Le cours du titre HPE évoluait en début d’année au niveau précis qu’il occupait lors de la séparation des deux divisions du groupe huit ans plus tôt. Le contraste avec les bonnes fortunes de HP — la partie électronique grand public — qui voyait sa capitalisation boursière tripler sur la période n’en était que plus pénible.
Voir à ce sujet HP Inc. : Bonne surprise et questions en suspens, HP Inc. : Le point à surveiller et HP Inc. : Une valorisation attractive et des retours significatifs pour les actionnaires.
L’absence de croissance des ventes et des profits, des cash-flows erratiques et une sensible compression des marges avaient achevé de décourager les investisseurs. S’ajoutait à ces éléments des rachats d’actions massifs entre 2017 et 2019, alors même que les multiples de valorisation de HPE évoluaient — l’espace de quelques mois seulement — en territoire de surchauffe.
Ceci valait au groupe un net discount de valorisation par rapport à des comparables comme Dell ou Cisco. Le premier, c’est vrai, a connu une meilleure performance de croissance depuis sa méga-fusion avec EMC ; le second, pour sa part, réalise des marges trois fois supérieures à celle de HPE. La pénalité n’était donc pas volée.
L’inflexion est peut-être au coin de la rue, grâce notamment au rachat de Juniper Networks — dont la dynamique financière n’est cependant pas sans rappeler celle de HPE. Présentée comme un pari direct sur l’AI, cette transaction, encore soumise à l’approbation des autorités de la concurrence, valorise Juniper à presque quarante fois son profit d’exploitation.
Son caractère stratégique est ainsi mis en évidence, puisque HPE est lui valorisé à quatorze fois son profit d’exploitation, Dell à dix-sept fois, et Cisco à vingt-deux fois. Souhaitons à cette acquisition cher payée un sort moins funeste que celle d’Autonomy en 2011 — début d’une légendaire déroute pour Hewlett-Packard, qui avait ensuite précipité la partition du groupe quatre ans plus tard.
Autre potentiel motif d’espoir : le très bon trimestre que vient de boucler HPE, avec des ventes en hausse de 15% par rapport à l’année précédente à la même époque et des prévisions d’un semblable acabit pour le premier trimestre 2025 qui débute.

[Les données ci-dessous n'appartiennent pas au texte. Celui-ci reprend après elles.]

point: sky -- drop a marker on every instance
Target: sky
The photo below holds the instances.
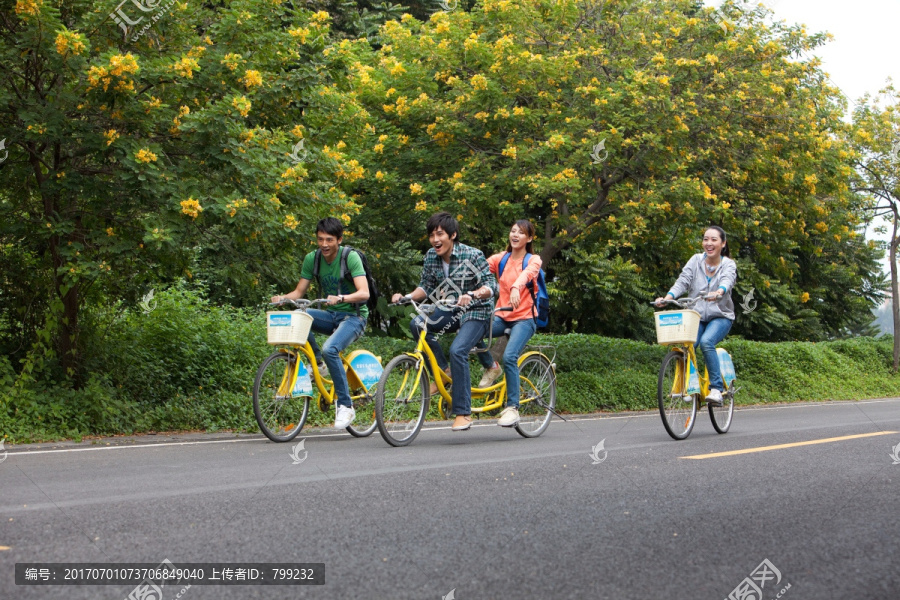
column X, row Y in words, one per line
column 864, row 52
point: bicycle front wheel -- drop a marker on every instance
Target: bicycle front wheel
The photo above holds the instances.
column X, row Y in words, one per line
column 721, row 415
column 401, row 404
column 280, row 415
column 537, row 395
column 677, row 408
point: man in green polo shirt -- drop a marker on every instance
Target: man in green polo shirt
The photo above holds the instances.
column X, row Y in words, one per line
column 345, row 318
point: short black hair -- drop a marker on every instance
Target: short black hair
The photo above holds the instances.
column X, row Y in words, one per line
column 331, row 226
column 445, row 221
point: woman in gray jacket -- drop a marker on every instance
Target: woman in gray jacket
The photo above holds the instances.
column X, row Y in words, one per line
column 710, row 274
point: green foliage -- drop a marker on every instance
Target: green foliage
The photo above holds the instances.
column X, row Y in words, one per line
column 498, row 113
column 189, row 365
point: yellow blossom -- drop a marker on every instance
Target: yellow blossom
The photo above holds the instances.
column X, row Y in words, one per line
column 186, row 67
column 232, row 61
column 144, row 155
column 242, row 105
column 191, row 208
column 479, row 82
column 28, row 7
column 252, row 79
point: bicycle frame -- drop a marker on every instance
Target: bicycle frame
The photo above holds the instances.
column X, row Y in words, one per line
column 290, row 377
column 495, row 395
column 703, row 378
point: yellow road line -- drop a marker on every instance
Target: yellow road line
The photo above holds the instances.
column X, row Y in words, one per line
column 794, row 445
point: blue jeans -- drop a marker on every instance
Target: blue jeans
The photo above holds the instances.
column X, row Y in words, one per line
column 470, row 333
column 519, row 334
column 711, row 333
column 343, row 329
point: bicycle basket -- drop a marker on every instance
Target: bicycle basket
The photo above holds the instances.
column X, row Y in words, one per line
column 288, row 327
column 677, row 326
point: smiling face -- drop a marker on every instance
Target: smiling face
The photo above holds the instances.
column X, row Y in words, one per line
column 713, row 243
column 519, row 238
column 441, row 242
column 328, row 244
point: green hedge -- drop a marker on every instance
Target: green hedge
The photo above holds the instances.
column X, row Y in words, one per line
column 189, row 365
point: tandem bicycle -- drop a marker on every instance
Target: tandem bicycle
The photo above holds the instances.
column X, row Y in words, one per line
column 402, row 398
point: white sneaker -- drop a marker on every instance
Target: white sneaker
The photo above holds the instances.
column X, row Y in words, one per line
column 490, row 376
column 344, row 417
column 509, row 417
column 714, row 397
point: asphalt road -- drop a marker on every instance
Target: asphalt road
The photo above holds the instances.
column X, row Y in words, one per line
column 484, row 513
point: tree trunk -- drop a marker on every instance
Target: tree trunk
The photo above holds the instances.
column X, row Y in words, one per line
column 895, row 291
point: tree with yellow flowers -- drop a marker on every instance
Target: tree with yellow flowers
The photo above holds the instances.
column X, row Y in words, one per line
column 152, row 141
column 876, row 141
column 622, row 128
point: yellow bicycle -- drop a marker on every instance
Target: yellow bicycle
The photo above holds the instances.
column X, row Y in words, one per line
column 402, row 397
column 284, row 382
column 681, row 388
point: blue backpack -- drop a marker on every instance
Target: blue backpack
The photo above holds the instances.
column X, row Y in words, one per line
column 540, row 307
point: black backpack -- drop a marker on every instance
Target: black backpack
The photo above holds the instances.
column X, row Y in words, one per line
column 345, row 274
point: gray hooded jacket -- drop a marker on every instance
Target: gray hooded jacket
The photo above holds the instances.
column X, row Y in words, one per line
column 693, row 281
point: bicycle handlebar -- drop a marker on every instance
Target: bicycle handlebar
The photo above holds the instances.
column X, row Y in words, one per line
column 301, row 304
column 682, row 303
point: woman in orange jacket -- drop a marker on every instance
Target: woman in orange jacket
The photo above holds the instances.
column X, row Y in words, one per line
column 514, row 268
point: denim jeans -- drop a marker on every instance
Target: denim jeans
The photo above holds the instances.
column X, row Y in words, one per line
column 470, row 333
column 711, row 333
column 520, row 333
column 343, row 329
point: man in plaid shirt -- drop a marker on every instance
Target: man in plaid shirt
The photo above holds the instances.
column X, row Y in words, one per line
column 451, row 271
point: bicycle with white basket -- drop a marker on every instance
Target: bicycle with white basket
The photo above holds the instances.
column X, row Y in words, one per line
column 284, row 382
column 681, row 387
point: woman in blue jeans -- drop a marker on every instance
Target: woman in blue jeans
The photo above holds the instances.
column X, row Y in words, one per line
column 710, row 274
column 512, row 276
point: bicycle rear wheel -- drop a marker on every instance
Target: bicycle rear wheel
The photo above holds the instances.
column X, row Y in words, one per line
column 537, row 395
column 364, row 405
column 721, row 415
column 677, row 408
column 401, row 405
column 280, row 415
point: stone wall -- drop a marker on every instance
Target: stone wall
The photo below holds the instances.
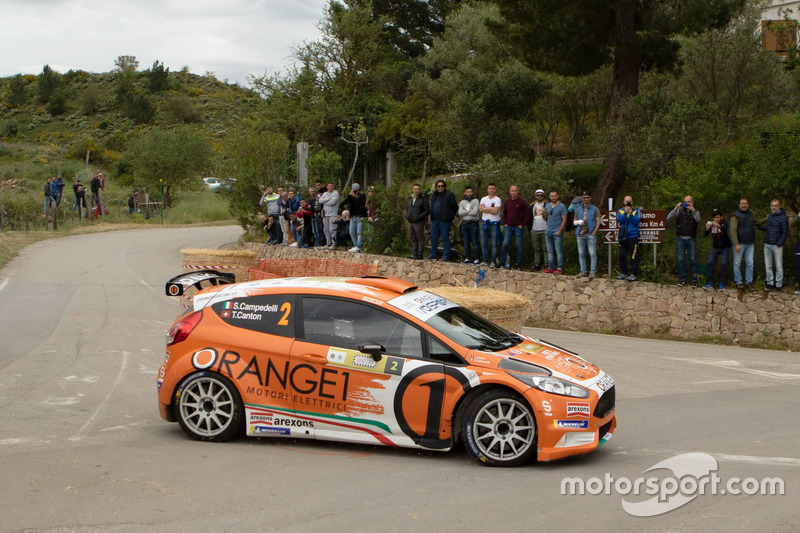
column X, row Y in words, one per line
column 606, row 305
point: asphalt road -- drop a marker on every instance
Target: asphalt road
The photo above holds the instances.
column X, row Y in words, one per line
column 82, row 447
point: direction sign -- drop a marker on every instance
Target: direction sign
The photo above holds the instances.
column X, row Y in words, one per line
column 651, row 225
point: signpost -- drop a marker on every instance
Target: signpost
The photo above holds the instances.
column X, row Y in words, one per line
column 651, row 224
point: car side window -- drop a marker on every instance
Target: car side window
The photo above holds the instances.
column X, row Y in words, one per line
column 439, row 352
column 348, row 324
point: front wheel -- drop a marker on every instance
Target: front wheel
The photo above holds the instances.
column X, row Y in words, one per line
column 208, row 407
column 499, row 428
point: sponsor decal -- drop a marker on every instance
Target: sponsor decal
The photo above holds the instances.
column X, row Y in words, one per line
column 571, row 424
column 261, row 430
column 576, row 363
column 292, row 422
column 327, row 386
column 357, row 360
column 266, row 313
column 605, row 383
column 204, row 358
column 422, row 305
column 578, row 410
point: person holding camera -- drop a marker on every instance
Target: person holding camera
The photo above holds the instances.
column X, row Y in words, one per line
column 587, row 222
column 687, row 219
column 720, row 248
column 628, row 219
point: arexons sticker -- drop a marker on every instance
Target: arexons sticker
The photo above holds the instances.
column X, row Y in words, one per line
column 578, row 410
column 571, row 424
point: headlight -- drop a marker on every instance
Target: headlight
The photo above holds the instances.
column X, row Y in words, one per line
column 552, row 385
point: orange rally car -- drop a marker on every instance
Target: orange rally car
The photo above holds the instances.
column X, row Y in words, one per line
column 373, row 360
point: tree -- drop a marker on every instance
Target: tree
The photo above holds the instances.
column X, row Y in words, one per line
column 411, row 25
column 89, row 99
column 580, row 36
column 478, row 98
column 175, row 158
column 324, row 166
column 57, row 103
column 254, row 155
column 48, row 82
column 355, row 134
column 126, row 64
column 729, row 69
column 17, row 88
column 158, row 77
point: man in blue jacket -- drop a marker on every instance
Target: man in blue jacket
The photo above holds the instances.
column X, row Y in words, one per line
column 628, row 218
column 443, row 210
column 777, row 227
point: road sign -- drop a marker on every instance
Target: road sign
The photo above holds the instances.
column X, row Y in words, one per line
column 651, row 224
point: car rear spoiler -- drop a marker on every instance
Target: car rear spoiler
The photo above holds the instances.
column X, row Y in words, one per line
column 178, row 285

Ces gains, notons-le, sont entièrement dus à des ventes de serveurs en hausse exponentielle ces derniers mois. Il s’agirait donc de ne pas succomber à un effet de cycle ponctuel ; ce ne serait pas la première fois, tant le secteur d’activités de HPE reste sujet à ces effets.
La fin de l’exercice 2024 se prête en tout cas à une prise de recul et une perspective longue sur la performance économique de HPE, qui en neuf ans a généré $15 milliards de cash-flows libres cumulés. Sur la période, $17.5 milliards ont été retournés aux actionnaires, essentiellement via des rachats d’actions — bien que HPE ait levé le pied sur ces derniers depuis quelques années. Les $2.5 milliards de complément ont ainsi été financés par une hausse semblable de l’endettement.
Cela tend à donner du crédit à ceux qui, parmi les analystes, soutenaient qu’une capitalisation boursière de moins de $20 milliards était injustement déprimée. N’en demeure pas moins que sur un secteur d’activités cyclique et hyper-concurrentiel, la création de valeur ne peut se faire que par une stratégie de M&A bien rodée — un domaine dans lequel l’historique de HPE n’est guère reluisant, on l’a dit.
Mais tous les saints ont un passé, et tous les pêcheurs un futur. A l’aune du rachat de Juniper, les actionnaires de HPE ne demanderont pas mieux que de vérifier la validité de cette vieille maxime.